Every day for the last three months, an average of six or seven families in Myanmar have posted notices in the country’s state-owned newspapers cutting ties with sons, daughters, nieces, nephews and grandchildren who have publicly opposed the ruling military junta.
The notices started to appear in such numbers in November after the army, which seized power from Myanmar’s democratically elected government a year ago, announced it would take over properties of its opponents and arrest people giving shelter to protesters. Scores of raids on homes followed.
Lin Lin Bo Bo, a former car salesman who joined an armed group resisting military rule, was one of those disowned by his parents in about 570 notices reviewed by Reuters.
“We declare we have disowned Lin Lin Bo Bo because he never listened to his parents’ will,” said the notice posted by his parents, San Win and Tin Tin Soe, in state-owned newspaper The Mirror in November.
Speaking to Reuters from a Thai border town where he is living after fleeing Myanmar, the 26-year-old said his mother had told him she was disowning him after soldiers came to their family home searching for him.
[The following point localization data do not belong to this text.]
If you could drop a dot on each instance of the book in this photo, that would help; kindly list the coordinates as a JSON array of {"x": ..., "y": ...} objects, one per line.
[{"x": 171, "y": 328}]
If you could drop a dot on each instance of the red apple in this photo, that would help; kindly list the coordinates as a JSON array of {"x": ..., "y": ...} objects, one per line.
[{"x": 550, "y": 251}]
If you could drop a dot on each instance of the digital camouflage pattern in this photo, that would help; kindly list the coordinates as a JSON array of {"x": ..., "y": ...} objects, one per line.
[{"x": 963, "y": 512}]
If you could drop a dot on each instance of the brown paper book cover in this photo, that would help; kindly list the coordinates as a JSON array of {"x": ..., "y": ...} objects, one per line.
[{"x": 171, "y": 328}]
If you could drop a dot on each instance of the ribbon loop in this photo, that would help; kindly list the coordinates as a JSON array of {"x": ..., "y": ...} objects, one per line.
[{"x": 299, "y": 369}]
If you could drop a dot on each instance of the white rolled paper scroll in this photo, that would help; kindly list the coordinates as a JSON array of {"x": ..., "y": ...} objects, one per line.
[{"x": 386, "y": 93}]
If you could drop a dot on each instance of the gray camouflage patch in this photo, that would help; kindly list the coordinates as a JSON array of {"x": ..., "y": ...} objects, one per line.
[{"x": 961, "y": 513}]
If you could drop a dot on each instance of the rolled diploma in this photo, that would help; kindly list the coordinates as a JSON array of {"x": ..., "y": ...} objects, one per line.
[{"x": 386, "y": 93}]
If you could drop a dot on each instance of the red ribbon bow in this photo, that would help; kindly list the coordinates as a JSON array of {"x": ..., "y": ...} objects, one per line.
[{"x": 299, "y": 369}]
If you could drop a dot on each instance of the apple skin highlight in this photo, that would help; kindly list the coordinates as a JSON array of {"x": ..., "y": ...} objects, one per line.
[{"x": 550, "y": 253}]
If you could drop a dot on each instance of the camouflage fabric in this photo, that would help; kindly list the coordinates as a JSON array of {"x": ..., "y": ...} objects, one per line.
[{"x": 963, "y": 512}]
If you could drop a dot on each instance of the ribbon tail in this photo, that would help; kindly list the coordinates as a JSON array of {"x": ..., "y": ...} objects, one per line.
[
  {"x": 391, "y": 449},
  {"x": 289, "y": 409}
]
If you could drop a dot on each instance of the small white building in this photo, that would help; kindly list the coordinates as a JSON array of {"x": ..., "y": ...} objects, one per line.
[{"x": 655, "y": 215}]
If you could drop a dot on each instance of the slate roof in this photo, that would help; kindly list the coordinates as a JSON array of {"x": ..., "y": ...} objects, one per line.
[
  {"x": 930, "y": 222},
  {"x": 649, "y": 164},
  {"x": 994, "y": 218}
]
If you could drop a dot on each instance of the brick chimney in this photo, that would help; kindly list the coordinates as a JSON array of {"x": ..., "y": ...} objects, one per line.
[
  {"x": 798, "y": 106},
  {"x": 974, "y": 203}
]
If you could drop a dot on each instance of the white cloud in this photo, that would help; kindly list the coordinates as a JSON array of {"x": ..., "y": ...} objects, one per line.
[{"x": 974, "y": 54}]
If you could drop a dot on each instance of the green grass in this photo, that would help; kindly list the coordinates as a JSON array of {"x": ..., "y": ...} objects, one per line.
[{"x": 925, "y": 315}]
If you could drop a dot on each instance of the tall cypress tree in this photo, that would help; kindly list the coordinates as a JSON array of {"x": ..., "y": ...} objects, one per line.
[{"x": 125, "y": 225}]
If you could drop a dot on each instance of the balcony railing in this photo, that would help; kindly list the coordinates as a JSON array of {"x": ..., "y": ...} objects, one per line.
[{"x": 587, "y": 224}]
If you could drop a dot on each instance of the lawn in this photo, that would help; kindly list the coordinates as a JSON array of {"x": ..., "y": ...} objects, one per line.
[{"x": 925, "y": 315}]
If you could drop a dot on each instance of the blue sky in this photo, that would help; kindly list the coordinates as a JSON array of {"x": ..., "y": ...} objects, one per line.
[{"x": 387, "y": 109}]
A few days later, he said he cried as he read the notice in the paper.
“My comrades tried to reassure me that it was inevitable for families to do that under pressure,” he told Reuters. “But I was so heartbroken.”
Contacted by Reuters, his parents declined to comment.
Targeting families of opposition activists was a tactic used by Myanmar’s military during unrest in 2007 and the late 1980s but has been used far more frequently since the Feb.1, 2021 coup, according to Wai Hnin Pwint Thon, senior advocacy officer at rights group Burma Campaign UK, which uses the old name for the former British colony.
Publicly disowning family members, which has a long history in Myanmar’s culture, is one way to respond, said Wai Hnin Pwint Thon, who said she was seeing more such notices in the press than in the past.
“Family members are scared to be implicated in crimes,” she said. “They don’t want to be arrested, and they don’t want to be in trouble.”
A military spokesperson did not respond to Reuters questions for this story. Commenting on the notices in a news conference in November, military spokesperson Zaw Min Tun said that people who made such declarations in newspapers could still be charged if found to be supporting opposition to the junta.
Hundreds of thousands of people in Myanmar, many of them young, took to the streets to protest the coup a year ago. After a violent crackdown on demonstrations by the army, some protesters fled overseas or joined armed groups in remote parts of the country. Known as People’s Defence Forces, these groups are broadly aligned with the deposed civilian government.
Over the past year, security forces have killed about 1,500 people, many of them demonstrators, and arrested nearly 12,000 people, according to the Assistance Association for Political Prisoners, a monitoring group. The military has said those figures are exaggerated.
Journalist So Pyay Aung told Reuters he filmed riot police using batons and shields to break up protests and livestreamed the video on the Democratic Voice of Burma, a news website. After authorities came searching for him, he said he hid in different locations in Myanmar before fleeing to Thailand with his wife and infant daughter. He was disowned by his father in November.
“I declare I am disowning my son because he did unforgivable activities against his parents’ wills. I will not have any responsibilities related to him,” said a notice posted by his father, Tin Aung Ko, in the state-owned Myanma Alinn newspaper.
“When I saw the newspaper that mentioned cutting ties with me, I felt a little sad,” So Pyay Aung told Reuters. “But I understand that my parents had fears of pressure. They might have worries of their house being seized or getting arrested.”
His father, Tin Aung Ko, declined to comment.
Two parents who disowned their children in similar notices, who asked not to be named for fear of attracting the attention of the military, told Reuters the notices were primarily intended to send a message to authorities that they should not be held responsible for their children’s actions.
“My daughter is doing what she believes, but I’m sure she will be worried if we got into trouble,” one mother said. “I know she can understand what I have done to her.”
Lin Lin Bo Bo said he hopes to one day go home and support his family. “I want this revolution to be over as soon as possible,” he told Reuters.
Such a reunification may be possible for some families torn apart in this way, according to Wai Hnin Pwint Thon, the rights activist.
“Unless they do it properly with lawyers and a will, then these things don’t really count legally,” she said of the disowning notices. “After a couple of years, they can go back to being family.”
So Pyay Aung, the journalist, said he fears his split with his parents is permanent.
“I don’t even have a home to go back to after the revolution,” he told Reuters. “I am so worried all the time because my parents are left under the military regime.”